Church musicians from 24 states and the Virgin Islands participated in the 55th annual Sewanee Church Music Conference July 12–18 at Dubose Conference Center in Monteagle, Tennessee. Robert Delcamp, professor of music, University of the South, planned and directed the conference.
Heading the faculty were Bruce Neswick, organist and choirmaster of the Cathedral of St. Philip, Atlanta; Harold Pysher, associate to the rector for music and liturgy at The Church of Bethesda-by-the-Sea, Palm Beach, Florida; and the Rev. James F. Turrell, assistant professor of liturgics and the history of liturgics at the School of Theology, University of the South, Sewanee.

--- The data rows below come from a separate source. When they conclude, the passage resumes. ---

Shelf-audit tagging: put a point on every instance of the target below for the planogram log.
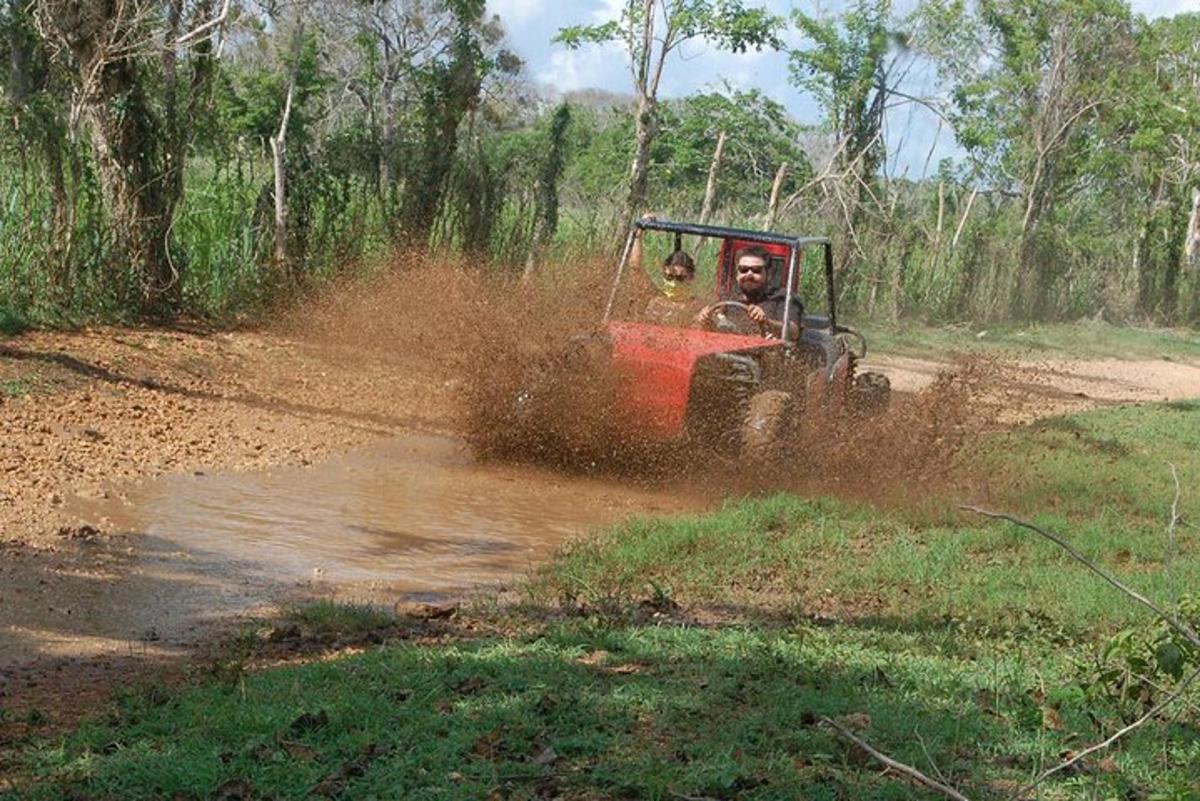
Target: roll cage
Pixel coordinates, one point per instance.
(732, 239)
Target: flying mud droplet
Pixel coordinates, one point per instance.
(527, 372)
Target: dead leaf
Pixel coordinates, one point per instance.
(856, 721)
(486, 746)
(546, 757)
(426, 610)
(1050, 718)
(235, 789)
(628, 668)
(299, 751)
(471, 686)
(594, 657)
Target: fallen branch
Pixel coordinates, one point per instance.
(1169, 556)
(1169, 619)
(1116, 735)
(900, 768)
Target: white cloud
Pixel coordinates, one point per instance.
(1165, 7)
(516, 12)
(599, 66)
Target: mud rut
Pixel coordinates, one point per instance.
(161, 483)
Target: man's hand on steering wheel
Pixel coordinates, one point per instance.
(755, 313)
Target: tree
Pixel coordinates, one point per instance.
(849, 70)
(121, 53)
(651, 30)
(1031, 82)
(1158, 120)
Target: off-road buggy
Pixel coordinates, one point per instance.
(742, 393)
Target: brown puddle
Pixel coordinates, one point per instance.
(409, 517)
(417, 513)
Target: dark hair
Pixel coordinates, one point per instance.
(681, 259)
(755, 251)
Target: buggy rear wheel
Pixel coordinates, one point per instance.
(871, 392)
(766, 423)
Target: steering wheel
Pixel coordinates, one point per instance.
(744, 307)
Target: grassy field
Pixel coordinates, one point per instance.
(699, 658)
(1083, 339)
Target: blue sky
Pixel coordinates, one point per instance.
(912, 132)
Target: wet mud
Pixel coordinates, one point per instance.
(367, 447)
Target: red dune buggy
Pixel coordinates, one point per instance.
(742, 393)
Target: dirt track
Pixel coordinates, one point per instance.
(85, 416)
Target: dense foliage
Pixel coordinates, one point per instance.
(195, 157)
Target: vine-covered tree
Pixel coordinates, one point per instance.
(649, 31)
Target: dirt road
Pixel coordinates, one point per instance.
(154, 480)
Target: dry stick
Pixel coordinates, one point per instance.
(1116, 735)
(1169, 556)
(1174, 622)
(911, 772)
(1191, 636)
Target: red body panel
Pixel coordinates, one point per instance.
(657, 363)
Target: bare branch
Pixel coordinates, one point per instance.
(1169, 556)
(1169, 619)
(204, 30)
(1116, 735)
(900, 768)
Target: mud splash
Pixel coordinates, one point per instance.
(493, 336)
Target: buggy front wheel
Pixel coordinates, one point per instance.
(766, 423)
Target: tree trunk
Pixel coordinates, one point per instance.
(640, 170)
(546, 221)
(1192, 250)
(706, 210)
(138, 146)
(773, 204)
(126, 139)
(279, 152)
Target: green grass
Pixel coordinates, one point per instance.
(12, 321)
(1081, 339)
(695, 657)
(334, 618)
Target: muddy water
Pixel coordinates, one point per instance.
(417, 513)
(409, 518)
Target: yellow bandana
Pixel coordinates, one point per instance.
(676, 290)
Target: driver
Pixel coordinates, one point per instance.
(765, 311)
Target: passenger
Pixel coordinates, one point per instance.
(673, 302)
(765, 311)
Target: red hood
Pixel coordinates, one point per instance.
(657, 363)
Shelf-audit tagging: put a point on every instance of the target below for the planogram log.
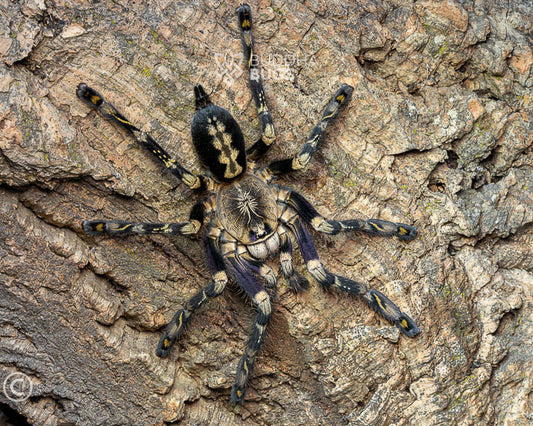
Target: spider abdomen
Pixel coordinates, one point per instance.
(248, 210)
(219, 142)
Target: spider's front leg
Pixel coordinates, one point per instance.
(120, 227)
(180, 320)
(379, 227)
(375, 299)
(268, 133)
(300, 161)
(95, 100)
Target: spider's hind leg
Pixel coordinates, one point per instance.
(120, 227)
(268, 134)
(180, 320)
(379, 227)
(375, 299)
(261, 299)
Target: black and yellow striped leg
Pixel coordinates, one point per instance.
(95, 100)
(119, 227)
(339, 100)
(268, 133)
(372, 226)
(264, 311)
(296, 281)
(375, 299)
(180, 320)
(261, 269)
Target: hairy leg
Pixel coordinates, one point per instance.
(300, 161)
(95, 100)
(373, 298)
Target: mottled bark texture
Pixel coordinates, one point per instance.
(438, 135)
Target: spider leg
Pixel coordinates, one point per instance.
(295, 280)
(371, 226)
(268, 133)
(299, 162)
(375, 299)
(260, 269)
(95, 100)
(119, 227)
(261, 299)
(177, 325)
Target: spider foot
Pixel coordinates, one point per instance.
(298, 282)
(201, 98)
(343, 95)
(238, 390)
(244, 13)
(90, 96)
(99, 227)
(386, 308)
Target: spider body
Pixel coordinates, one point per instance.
(248, 218)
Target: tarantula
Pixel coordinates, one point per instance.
(249, 219)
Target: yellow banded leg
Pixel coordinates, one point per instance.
(382, 228)
(268, 133)
(299, 162)
(246, 363)
(95, 100)
(375, 299)
(180, 320)
(119, 227)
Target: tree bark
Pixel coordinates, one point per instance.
(437, 135)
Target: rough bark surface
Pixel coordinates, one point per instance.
(438, 134)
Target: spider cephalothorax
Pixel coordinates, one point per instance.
(249, 219)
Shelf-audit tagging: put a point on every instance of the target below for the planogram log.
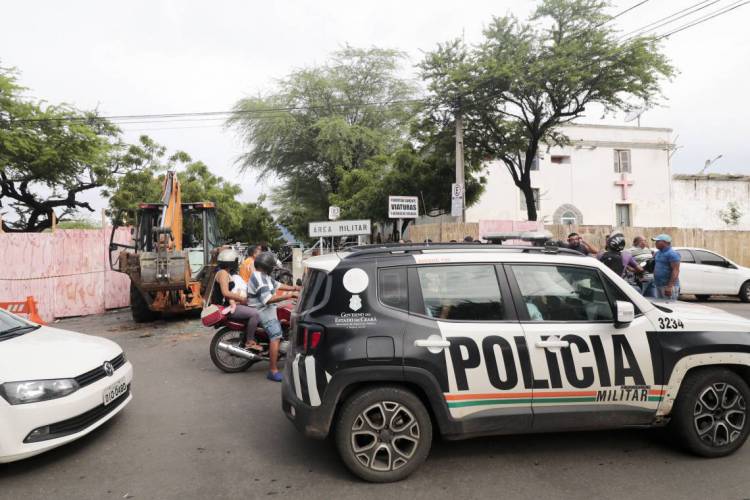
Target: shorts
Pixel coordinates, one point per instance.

In a variety of workshops Dr. Neswick covered plainchant and Anglican chant techniques while Dr. Pysher demonstrated hymn playing as well as anthem and psalm accompaniment. Keith Shafer, director and organist at St. Paul’s Episcopal Church in Augusta, Georgia, discussed Episcopal basics that were especially helpful for those who are new in the Episcopal Church. Shafer also presented new psalm settings. Mark Schweizer of St. James Press, Shafer, and Neswick led anthem-reading sessions. Neswick also demonstrated choir training and audition techniques with choristers from the Blair Children’s Chorus of Vanderbilt University and choristers from St. George’s Episcopal Church in Nashville.
Dr. Turrell led the daily services using Rites I and II and various musical settings of liturgy. Pysher and Neswick accompanied the services on the organ. Turrell also presented a series of lectures on such topics as “Singing a New Song: Church Music & the Renewal of Liturgy” and “The Seven Deadly Liturgical Sins (and what a church musician can do about them.)”
Two organ recitals were highlights of the week. Pysher and Neswick performed on both, the first being played on the recently enlarged Casavant in All Saints’ Chapel at the University of the South. The second recital was held in the Chapel of the Apostles at the School of Theology in Sewanee. Its focus was on hymns, sung by the audience and each followed by a solo work, an improvisation, or an organ duet based on the hymn.
The 153 conferees formed the choir for two services in All Saints’ Chapel. Evensong used George Dyson’s Magnificat and Nunc Dimittis. The anthem, “Christ, mighty Savior,” by Craig Phillips was commissioned for this conference and sung during Evensong. Another commissioned work was Michael Burkhardt’s set of organ variations on the hymntune “Hanover.”
In the university service on Sunday morning Schubert’s Mass in C provided the settings of texts for the Holy Eucharist. The anthem at the Offertory, “Intende voci orationis,” was also composed by Schubert. All these settings had orchestral accompaniment.
Bruce Neswick composed the setting of the psalm. The service was framed by Widor’s Andante sostenuto from the Gothic Symphony and Guilmant’s Allegro vivace from Sonata No. 2 played by Pysher. Pysher was the organist for the service, and Neswick directed the choir. The service concluded with the ringing of the bells of the Leonidas Polk Memorial Carillon.